A random forest consists of multiple decision trees – each estimator passes n_estimators scope. After training the model, you can access these individual trees through the .Estimators_ attribute. Visualizing some of these trees can help illustrate the different extent of data caused by each tree for each split sample and each separate random feature selection. While earlier examples used RandomForestRegressor, here we demonstrate this visualization using RandomForestClassifier (CC by 4.0 license) trained on the Wisconsin breast cancer dataset to highlight the versatility of random forests in regression and classification tasks. This short video demonstrates what the 100 trained estimators in this dataset look like.

Fit for random forest models using Scikit-Learn

# Load the Breast Cancer (Diagnostic) Dataset

data = load_breast_cancer()

df = pd.DataFrame(data.data, columns=data.feature_names)

df['target'] = data.target

# Arrange Data into Features Matrix and Target Vector

X = df.loc[:, df.columns != 'target']

y = df.loc[:, 'target'].values

# Split the data into training and testing sets

X_train, X_test, Y_train, Y_test = train_test_split(X, y, random_state=0)

# Random Forests in `scikit-learn` (with N = 100)

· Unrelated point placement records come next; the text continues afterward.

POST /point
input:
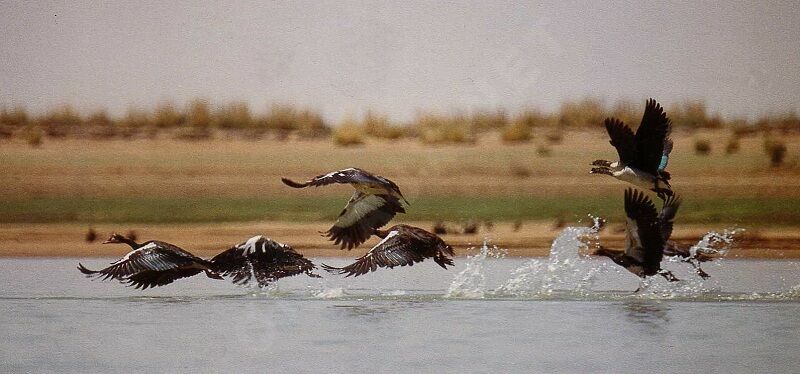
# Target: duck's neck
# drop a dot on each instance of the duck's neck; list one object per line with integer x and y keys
{"x": 130, "y": 242}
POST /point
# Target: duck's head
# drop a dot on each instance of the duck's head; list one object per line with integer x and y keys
{"x": 116, "y": 238}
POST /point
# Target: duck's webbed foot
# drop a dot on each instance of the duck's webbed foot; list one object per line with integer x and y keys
{"x": 601, "y": 170}
{"x": 668, "y": 276}
{"x": 601, "y": 163}
{"x": 702, "y": 273}
{"x": 662, "y": 193}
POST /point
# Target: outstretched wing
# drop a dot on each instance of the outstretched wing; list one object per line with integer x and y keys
{"x": 263, "y": 259}
{"x": 154, "y": 264}
{"x": 643, "y": 239}
{"x": 652, "y": 137}
{"x": 667, "y": 215}
{"x": 622, "y": 139}
{"x": 400, "y": 247}
{"x": 344, "y": 176}
{"x": 361, "y": 216}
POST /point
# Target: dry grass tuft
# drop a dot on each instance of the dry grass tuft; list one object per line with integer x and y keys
{"x": 349, "y": 133}
{"x": 702, "y": 147}
{"x": 516, "y": 132}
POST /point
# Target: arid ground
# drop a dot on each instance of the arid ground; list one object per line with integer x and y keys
{"x": 208, "y": 195}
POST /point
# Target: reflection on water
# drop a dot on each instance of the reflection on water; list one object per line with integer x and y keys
{"x": 649, "y": 313}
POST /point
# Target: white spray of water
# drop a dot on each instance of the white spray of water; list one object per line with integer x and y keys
{"x": 562, "y": 270}
{"x": 471, "y": 282}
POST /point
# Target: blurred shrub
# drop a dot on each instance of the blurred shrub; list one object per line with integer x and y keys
{"x": 554, "y": 135}
{"x": 234, "y": 116}
{"x": 198, "y": 115}
{"x": 520, "y": 171}
{"x": 379, "y": 126}
{"x": 286, "y": 119}
{"x": 543, "y": 150}
{"x": 164, "y": 116}
{"x": 33, "y": 135}
{"x": 588, "y": 112}
{"x": 702, "y": 147}
{"x": 516, "y": 132}
{"x": 438, "y": 129}
{"x": 784, "y": 123}
{"x": 733, "y": 145}
{"x": 349, "y": 133}
{"x": 135, "y": 121}
{"x": 489, "y": 120}
{"x": 14, "y": 119}
{"x": 60, "y": 122}
{"x": 534, "y": 118}
{"x": 692, "y": 115}
{"x": 776, "y": 150}
{"x": 627, "y": 112}
{"x": 100, "y": 125}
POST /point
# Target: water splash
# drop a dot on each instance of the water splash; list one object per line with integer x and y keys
{"x": 330, "y": 293}
{"x": 563, "y": 269}
{"x": 471, "y": 282}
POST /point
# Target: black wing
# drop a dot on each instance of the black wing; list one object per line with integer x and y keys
{"x": 652, "y": 137}
{"x": 153, "y": 264}
{"x": 622, "y": 139}
{"x": 667, "y": 215}
{"x": 344, "y": 176}
{"x": 398, "y": 248}
{"x": 361, "y": 216}
{"x": 643, "y": 237}
{"x": 263, "y": 259}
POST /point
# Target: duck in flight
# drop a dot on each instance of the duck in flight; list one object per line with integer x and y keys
{"x": 263, "y": 259}
{"x": 374, "y": 203}
{"x": 693, "y": 256}
{"x": 401, "y": 245}
{"x": 643, "y": 157}
{"x": 644, "y": 241}
{"x": 151, "y": 264}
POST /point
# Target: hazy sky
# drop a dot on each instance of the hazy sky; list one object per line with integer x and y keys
{"x": 743, "y": 58}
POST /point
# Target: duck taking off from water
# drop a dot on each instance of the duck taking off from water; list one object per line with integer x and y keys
{"x": 643, "y": 157}
{"x": 693, "y": 256}
{"x": 374, "y": 203}
{"x": 401, "y": 245}
{"x": 151, "y": 264}
{"x": 644, "y": 241}
{"x": 263, "y": 259}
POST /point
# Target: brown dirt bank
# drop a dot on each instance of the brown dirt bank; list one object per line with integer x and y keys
{"x": 531, "y": 240}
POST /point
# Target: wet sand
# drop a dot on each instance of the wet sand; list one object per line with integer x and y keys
{"x": 532, "y": 239}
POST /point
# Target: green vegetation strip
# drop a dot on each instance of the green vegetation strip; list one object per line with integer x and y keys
{"x": 740, "y": 211}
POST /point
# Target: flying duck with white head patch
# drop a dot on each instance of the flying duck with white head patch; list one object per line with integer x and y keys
{"x": 151, "y": 264}
{"x": 402, "y": 245}
{"x": 263, "y": 259}
{"x": 644, "y": 241}
{"x": 643, "y": 157}
{"x": 374, "y": 203}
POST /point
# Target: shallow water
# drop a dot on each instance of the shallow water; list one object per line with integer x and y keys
{"x": 488, "y": 314}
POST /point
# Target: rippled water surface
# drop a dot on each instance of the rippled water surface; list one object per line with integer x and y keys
{"x": 489, "y": 314}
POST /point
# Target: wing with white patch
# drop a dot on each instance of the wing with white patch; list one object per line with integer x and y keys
{"x": 402, "y": 246}
{"x": 153, "y": 264}
{"x": 643, "y": 240}
{"x": 393, "y": 250}
{"x": 622, "y": 139}
{"x": 361, "y": 216}
{"x": 263, "y": 259}
{"x": 652, "y": 137}
{"x": 344, "y": 176}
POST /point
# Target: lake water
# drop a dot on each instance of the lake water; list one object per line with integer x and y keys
{"x": 488, "y": 314}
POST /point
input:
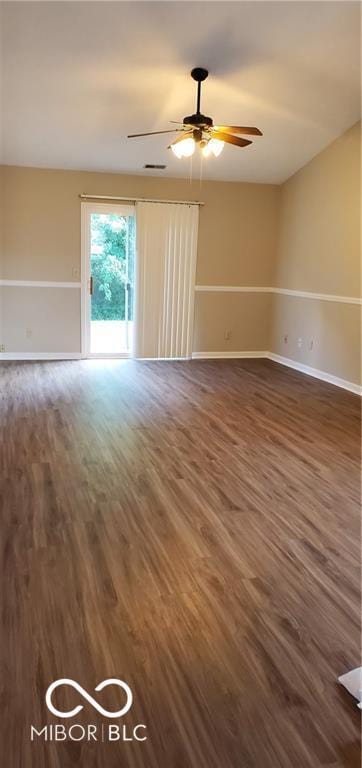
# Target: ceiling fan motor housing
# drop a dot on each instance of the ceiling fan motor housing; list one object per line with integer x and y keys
{"x": 198, "y": 120}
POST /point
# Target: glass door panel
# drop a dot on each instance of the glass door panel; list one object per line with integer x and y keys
{"x": 112, "y": 248}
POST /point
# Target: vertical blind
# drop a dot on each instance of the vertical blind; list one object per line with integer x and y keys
{"x": 165, "y": 279}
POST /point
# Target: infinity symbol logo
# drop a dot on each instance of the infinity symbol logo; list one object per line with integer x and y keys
{"x": 86, "y": 695}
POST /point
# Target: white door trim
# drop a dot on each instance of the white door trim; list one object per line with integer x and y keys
{"x": 86, "y": 210}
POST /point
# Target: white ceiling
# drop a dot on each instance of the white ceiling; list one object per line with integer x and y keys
{"x": 78, "y": 76}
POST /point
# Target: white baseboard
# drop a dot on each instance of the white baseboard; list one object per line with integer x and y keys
{"x": 214, "y": 355}
{"x": 316, "y": 373}
{"x": 40, "y": 356}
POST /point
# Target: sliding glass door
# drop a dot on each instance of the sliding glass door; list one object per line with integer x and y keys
{"x": 108, "y": 279}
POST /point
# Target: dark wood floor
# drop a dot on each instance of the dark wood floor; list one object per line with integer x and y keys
{"x": 193, "y": 529}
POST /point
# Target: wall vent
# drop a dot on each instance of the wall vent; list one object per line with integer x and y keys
{"x": 155, "y": 166}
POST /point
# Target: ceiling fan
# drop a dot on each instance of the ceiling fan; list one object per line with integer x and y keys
{"x": 200, "y": 129}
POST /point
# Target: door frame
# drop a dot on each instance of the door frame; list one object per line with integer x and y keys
{"x": 87, "y": 208}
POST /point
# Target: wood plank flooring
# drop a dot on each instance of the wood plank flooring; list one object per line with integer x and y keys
{"x": 193, "y": 529}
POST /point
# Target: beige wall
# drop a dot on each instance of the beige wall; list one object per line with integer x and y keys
{"x": 42, "y": 242}
{"x": 319, "y": 251}
{"x": 303, "y": 235}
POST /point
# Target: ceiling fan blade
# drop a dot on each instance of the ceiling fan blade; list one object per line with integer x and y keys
{"x": 185, "y": 135}
{"x": 238, "y": 129}
{"x": 153, "y": 133}
{"x": 229, "y": 139}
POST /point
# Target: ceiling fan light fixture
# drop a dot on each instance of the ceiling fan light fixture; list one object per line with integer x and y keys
{"x": 206, "y": 149}
{"x": 216, "y": 146}
{"x": 184, "y": 148}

rf = RandomForestClassifier(n_estimators=100,

                            random_state=0)

rf.fit(X_train, Y_train)

Plot a single estimator from a random forest using matplotlib (decision tree)

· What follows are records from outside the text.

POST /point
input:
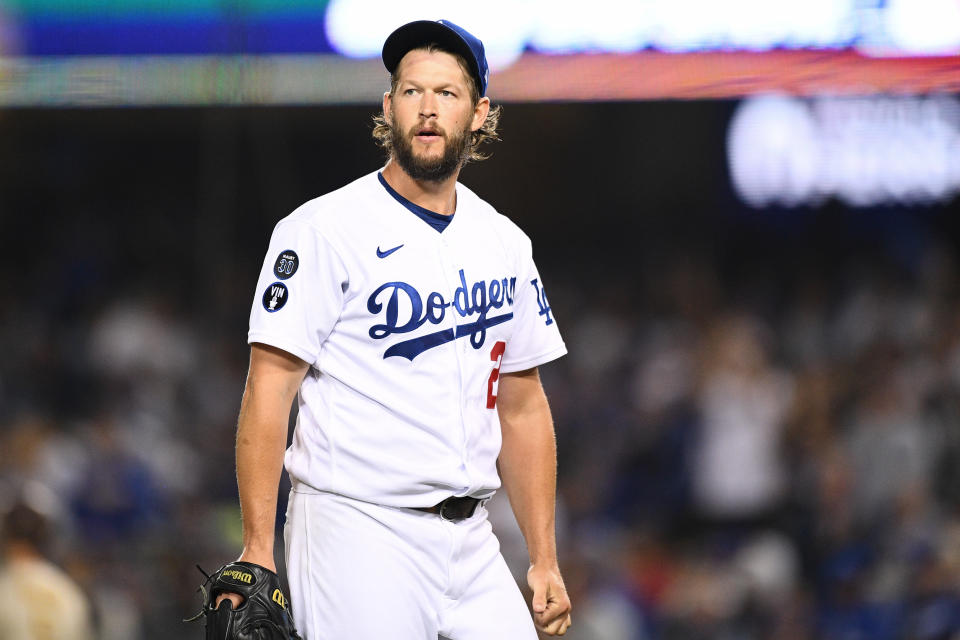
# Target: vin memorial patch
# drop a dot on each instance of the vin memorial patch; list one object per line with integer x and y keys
{"x": 275, "y": 297}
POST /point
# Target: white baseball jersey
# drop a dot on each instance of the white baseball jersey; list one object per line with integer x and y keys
{"x": 406, "y": 330}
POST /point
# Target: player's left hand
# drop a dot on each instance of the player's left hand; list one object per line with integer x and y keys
{"x": 551, "y": 604}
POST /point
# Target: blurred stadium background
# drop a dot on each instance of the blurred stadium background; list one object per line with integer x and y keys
{"x": 746, "y": 213}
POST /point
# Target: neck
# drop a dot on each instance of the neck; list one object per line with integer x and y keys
{"x": 440, "y": 197}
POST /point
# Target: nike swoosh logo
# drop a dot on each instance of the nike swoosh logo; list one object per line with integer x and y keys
{"x": 384, "y": 254}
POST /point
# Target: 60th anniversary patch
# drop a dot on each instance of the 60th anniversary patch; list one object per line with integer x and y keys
{"x": 286, "y": 264}
{"x": 275, "y": 297}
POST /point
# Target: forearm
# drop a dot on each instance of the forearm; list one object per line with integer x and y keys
{"x": 261, "y": 439}
{"x": 528, "y": 468}
{"x": 272, "y": 383}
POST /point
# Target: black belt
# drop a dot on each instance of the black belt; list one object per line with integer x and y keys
{"x": 454, "y": 508}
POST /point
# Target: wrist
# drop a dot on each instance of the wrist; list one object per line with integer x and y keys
{"x": 259, "y": 555}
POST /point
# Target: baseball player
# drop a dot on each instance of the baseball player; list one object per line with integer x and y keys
{"x": 408, "y": 319}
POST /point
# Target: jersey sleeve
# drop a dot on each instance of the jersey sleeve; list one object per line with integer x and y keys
{"x": 535, "y": 339}
{"x": 299, "y": 293}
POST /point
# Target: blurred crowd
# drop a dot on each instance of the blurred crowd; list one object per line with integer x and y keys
{"x": 737, "y": 461}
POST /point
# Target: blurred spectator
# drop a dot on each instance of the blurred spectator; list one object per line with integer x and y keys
{"x": 55, "y": 606}
{"x": 738, "y": 474}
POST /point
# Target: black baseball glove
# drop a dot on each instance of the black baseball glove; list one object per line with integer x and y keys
{"x": 264, "y": 613}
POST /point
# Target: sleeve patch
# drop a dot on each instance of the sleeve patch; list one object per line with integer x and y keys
{"x": 286, "y": 264}
{"x": 275, "y": 297}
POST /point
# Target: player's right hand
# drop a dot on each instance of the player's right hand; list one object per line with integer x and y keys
{"x": 551, "y": 604}
{"x": 235, "y": 598}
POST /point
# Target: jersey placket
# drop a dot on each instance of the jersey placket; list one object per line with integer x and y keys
{"x": 449, "y": 268}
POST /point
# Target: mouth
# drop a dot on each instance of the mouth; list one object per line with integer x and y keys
{"x": 428, "y": 135}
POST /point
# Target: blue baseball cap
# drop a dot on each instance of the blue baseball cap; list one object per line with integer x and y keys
{"x": 447, "y": 35}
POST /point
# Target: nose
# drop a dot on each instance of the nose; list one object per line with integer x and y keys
{"x": 428, "y": 105}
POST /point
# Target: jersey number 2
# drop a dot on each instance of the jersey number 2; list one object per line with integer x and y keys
{"x": 496, "y": 355}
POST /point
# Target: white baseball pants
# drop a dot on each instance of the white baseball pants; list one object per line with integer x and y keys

You can now view all single trees from the fitted model.

rf.estimators_

Now you can visualize a single tree. The following code visualizes the first decision tree.

fn=data.feature_names

cn=data.target_names

fig, axes = plt.subplots(nrows = 1,ncols = 1,figsize = (4,4), dpi=800)

tree.plot_tree(rf.estimators_[0],

               feature_names = fn, 

               class_names=cn,

               filled = True);

fig.savefig('rf_individualtree.png')

While drawing many trees may be difficult to explain, you may want to explore the diversity across estimators. The following example shows how to visualize the first five decision trees in a forest:

# This may not the best way to view each estimator as it is small

fig, axes = plt.subplots(nrows=1, ncols=5, figsize=(10, 2), dpi=3000)

for index in range(5):

    tree.plot_tree(rf.estimators_[index],

                   feature_names=fn,

                   class_names=cn,

                   filled=True,

                   ax=axes[index])

    axes[index].set_title(f'Estimator: {index}', fontsize=11)

fig.savefig('rf_5trees.png')

in conclusion

Random forests consist of multiple decision trees trained on bootstrap data to achieve better predictive performance than obtained from any individual decision tree. If you have questions or ideas about this tutorial, feel free to go through YouTube or x.